Can You Use 1031 Exchange Money in a Syndication? TICs, DSTs & UPREITs Explained
Why It Matters
Understanding these structures lets investors preserve 1031 tax deferrals and enables sponsors to tap high‑value capital, but missteps can trigger costly compliance failures.
Key Takeaways
- •1031 exchanges cannot directly fund partnership interests in syndications.
- •Tenants-in-common (TIC) structures allow fractional ownership for 1031 investors.
- •DSTs offer a trust-based alternative but require strict compliance and scale.
- •Sponsors face higher fees, admin costs, and compensation limits with TIC/DST.
- •Large dollar thresholds make 1031 capital viable for syndicators.
Summary
The episode tackles a common question among real‑estate investors: can 1031 exchange proceeds be funneled into a syndication fund? Host Nathan Sosa and co‑host Tom Castelli explain that the tax code bars a direct swap of real‑property for a partnership interest, forcing sponsors to use specialized structures.
They break down the two primary workarounds. A Tenants‑in‑Common (TIC) lets an investor own a fractional share of the replacement property, sitting alongside the LP entity but not inside the partnership itself. A Delaware Statutory Trust (DST) operates as a trust that directly holds the asset, qualifying the investor as a direct owner under IRS Rev. 2004‑86. Both routes involve extra legal, accounting, and compliance layers, and they restrict the sponsor’s fee and promote structures.

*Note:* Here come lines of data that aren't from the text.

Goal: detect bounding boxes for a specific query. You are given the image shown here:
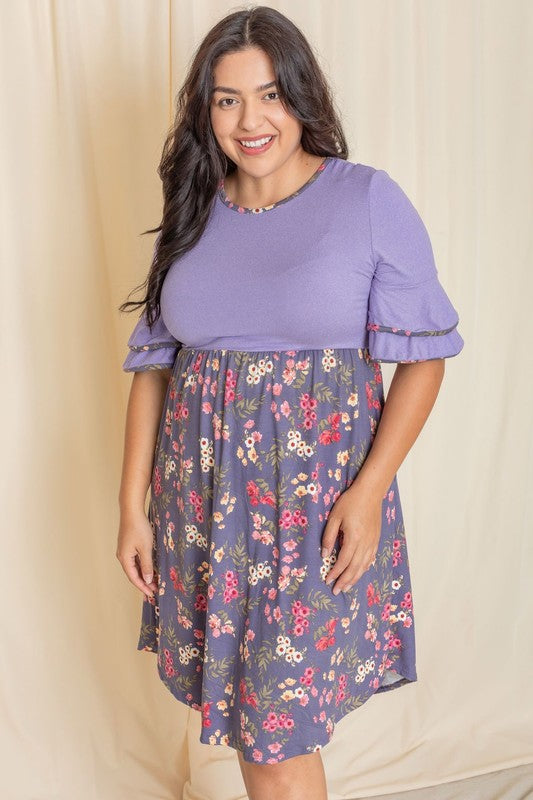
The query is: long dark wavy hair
[119,6,348,328]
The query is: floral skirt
[137,346,417,764]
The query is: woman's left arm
[322,358,445,594]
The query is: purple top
[123,156,464,372]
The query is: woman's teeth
[239,136,272,147]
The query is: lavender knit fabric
[119,157,464,763]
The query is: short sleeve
[366,169,464,363]
[122,307,181,372]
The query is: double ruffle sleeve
[122,309,181,372]
[366,169,464,363]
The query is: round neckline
[217,156,333,214]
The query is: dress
[123,157,464,763]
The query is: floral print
[218,156,332,214]
[138,346,417,764]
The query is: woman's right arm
[116,369,171,597]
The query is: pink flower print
[366,583,381,607]
[279,400,291,417]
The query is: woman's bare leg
[237,750,328,800]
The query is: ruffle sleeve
[122,308,181,372]
[366,169,464,363]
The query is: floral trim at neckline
[217,156,333,214]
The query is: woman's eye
[218,92,278,108]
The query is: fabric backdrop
[0,0,533,800]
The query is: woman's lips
[237,136,276,156]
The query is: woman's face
[210,47,303,177]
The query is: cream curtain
[0,0,533,800]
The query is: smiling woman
[211,47,323,208]
[117,6,463,800]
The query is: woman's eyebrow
[213,81,276,94]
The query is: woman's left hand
[322,479,383,594]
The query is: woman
[117,6,463,800]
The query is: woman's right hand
[116,511,157,597]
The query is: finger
[139,546,154,585]
[326,540,357,585]
[121,553,155,597]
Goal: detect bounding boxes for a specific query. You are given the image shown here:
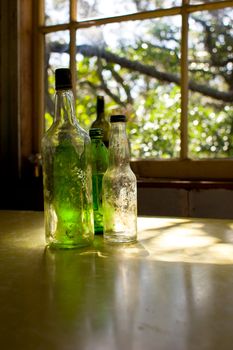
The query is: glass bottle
[91,96,110,148]
[89,128,108,234]
[42,68,94,248]
[103,115,137,243]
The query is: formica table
[0,211,233,350]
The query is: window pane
[45,0,70,25]
[190,0,225,5]
[76,16,180,159]
[77,0,181,20]
[189,8,233,158]
[45,31,70,129]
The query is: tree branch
[50,42,233,102]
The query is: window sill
[137,178,233,190]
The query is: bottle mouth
[89,128,104,138]
[110,114,126,123]
[55,68,72,90]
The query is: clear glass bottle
[42,68,94,248]
[91,96,110,148]
[89,128,108,234]
[103,115,137,243]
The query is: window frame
[33,0,233,181]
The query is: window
[35,0,233,180]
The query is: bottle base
[47,241,93,249]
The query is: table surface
[0,211,233,350]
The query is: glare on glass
[77,0,181,20]
[76,16,181,159]
[45,31,70,129]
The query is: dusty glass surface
[103,122,137,243]
[45,30,70,130]
[42,81,94,248]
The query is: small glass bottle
[91,96,110,148]
[103,115,137,243]
[42,68,94,248]
[89,128,108,234]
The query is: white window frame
[34,0,233,181]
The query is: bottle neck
[96,110,105,120]
[109,122,130,167]
[54,89,77,125]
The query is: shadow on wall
[138,187,233,219]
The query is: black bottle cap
[96,96,104,113]
[55,68,72,90]
[110,114,126,123]
[89,128,104,139]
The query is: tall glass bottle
[42,68,94,248]
[103,115,137,243]
[91,96,110,148]
[89,128,108,234]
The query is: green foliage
[45,6,233,159]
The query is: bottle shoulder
[104,166,137,182]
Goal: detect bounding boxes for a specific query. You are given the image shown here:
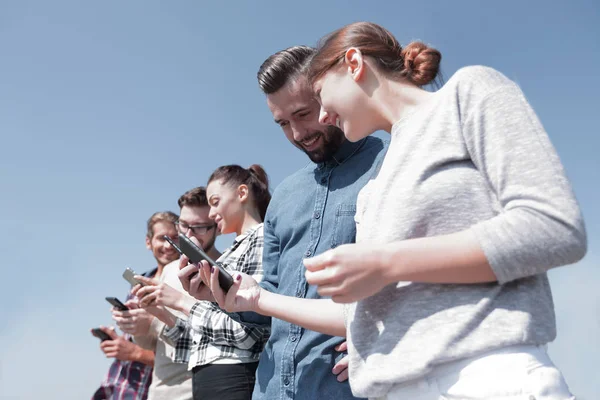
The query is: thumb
[100,326,119,340]
[303,250,333,272]
[133,275,159,286]
[335,342,348,352]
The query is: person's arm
[305,76,587,302]
[100,326,154,366]
[255,289,346,337]
[189,227,269,349]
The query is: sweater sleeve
[462,79,587,283]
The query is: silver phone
[123,267,144,286]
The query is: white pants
[372,346,575,400]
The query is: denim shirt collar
[317,138,367,169]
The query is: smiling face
[267,76,344,163]
[206,180,248,234]
[313,63,376,142]
[146,221,179,267]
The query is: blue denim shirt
[238,137,387,400]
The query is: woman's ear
[238,184,248,203]
[344,47,366,81]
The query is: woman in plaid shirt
[137,165,271,400]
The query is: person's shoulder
[271,162,317,197]
[444,65,514,96]
[362,135,390,154]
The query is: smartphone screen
[106,297,129,311]
[179,233,233,292]
[92,328,112,342]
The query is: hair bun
[400,42,442,86]
[248,164,269,188]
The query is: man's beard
[296,125,346,163]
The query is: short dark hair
[177,186,208,209]
[208,164,271,221]
[256,46,315,94]
[146,211,179,239]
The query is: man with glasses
[113,187,221,400]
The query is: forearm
[255,289,346,337]
[131,346,154,367]
[381,230,497,284]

Real‑world examples illustrate the hurdles: sponsors often set a minimum gain threshold—sometimes a million dollars—before entertaining a TIC or DST investor, citing higher admin costs and the risk of unintentionally creating a partnership that triggers penalties. The hosts note a 40% year‑over‑year rise in DST equity raises projected for 2025, underscoring growing market interest despite the complexity.
For investors, the takeaway is clear: leveraging 1031 capital in a syndication is possible but demands careful structuring and professional guidance. Sponsors must weigh the added expense and reduced compensation against the benefit of attracting large, passive capital, while investors need experienced CPAs to ensure compliance and preserve the tax deferral advantage.